"It's just like a series of circuit-breakers in a large house, flipping off one by one."
Alzheimer's comes to claim a lifelong romance in Away From Her, a film that takes us straight to the heart of a plummeting world too often obscured by talk of caregiving and caretaking. Sarah Polley's awakening directorial debut casts Julie Christie as a woman shoring her life against the tide of oblivion, and Gordon Pinsent as her loyal and lonely subject.
They've been together for more than forty years, decades in which their happiness has sometimes been tested, their love sometimes tortured. "You could have driven away and forsaken me," she tells him.

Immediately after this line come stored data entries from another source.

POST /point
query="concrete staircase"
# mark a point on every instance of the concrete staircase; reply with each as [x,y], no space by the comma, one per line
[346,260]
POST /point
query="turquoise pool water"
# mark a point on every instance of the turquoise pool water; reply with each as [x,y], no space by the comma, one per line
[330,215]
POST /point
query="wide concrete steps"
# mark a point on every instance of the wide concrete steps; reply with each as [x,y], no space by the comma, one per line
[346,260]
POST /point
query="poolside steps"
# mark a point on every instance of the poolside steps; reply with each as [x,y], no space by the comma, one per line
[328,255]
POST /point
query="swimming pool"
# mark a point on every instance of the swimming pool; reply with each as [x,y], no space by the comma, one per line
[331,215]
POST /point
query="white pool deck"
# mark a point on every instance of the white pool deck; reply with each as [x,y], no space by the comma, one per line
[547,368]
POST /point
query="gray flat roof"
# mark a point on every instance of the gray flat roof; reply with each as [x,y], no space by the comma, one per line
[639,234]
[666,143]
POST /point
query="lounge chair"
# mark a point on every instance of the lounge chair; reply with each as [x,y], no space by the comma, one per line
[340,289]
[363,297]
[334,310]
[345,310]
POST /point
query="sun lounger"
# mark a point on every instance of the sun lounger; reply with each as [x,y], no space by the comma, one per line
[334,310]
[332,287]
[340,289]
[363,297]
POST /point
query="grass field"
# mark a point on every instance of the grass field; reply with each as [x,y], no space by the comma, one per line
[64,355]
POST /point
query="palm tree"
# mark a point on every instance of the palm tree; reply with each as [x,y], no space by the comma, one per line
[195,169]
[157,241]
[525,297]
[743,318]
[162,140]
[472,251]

He does not, cannot, for she has the "spark of life." He never wants to be away from her, and yet her whole life is going, inexorably dripping into the vast black pool of forgetting: "The thing is, half the time I wander around looking for something...but I cant remember what it is. Once the idea is gone, everything is gone. I think I may be beginning to disappear."
Whole scenes and conversations are orchestrated around Christie's electric presence, who towers over the film even as she performs her gradual and upsetting absence. Pinsent is the best kind of actor for his role: he commands our attention and our affection quietly. We join him in witnessing the gradual disintegration of their former and future lives.
The movie will invite comparisons to One True Thing, where Meryl Streep confronts her death and in so doing confronts her life. Away From Her is similarly being oiled for Oscar season mostly on the Best Actress ticket, but is lit by so much love in so many corners it deserves multiple nods: Jonathan Goldsmith's score is somewhere between sublimity and mystery; Pinsent is a jewel; Polley fuses laughter and tears in a script second to none.
A miracle of eternal wisdom and courageous sorrow.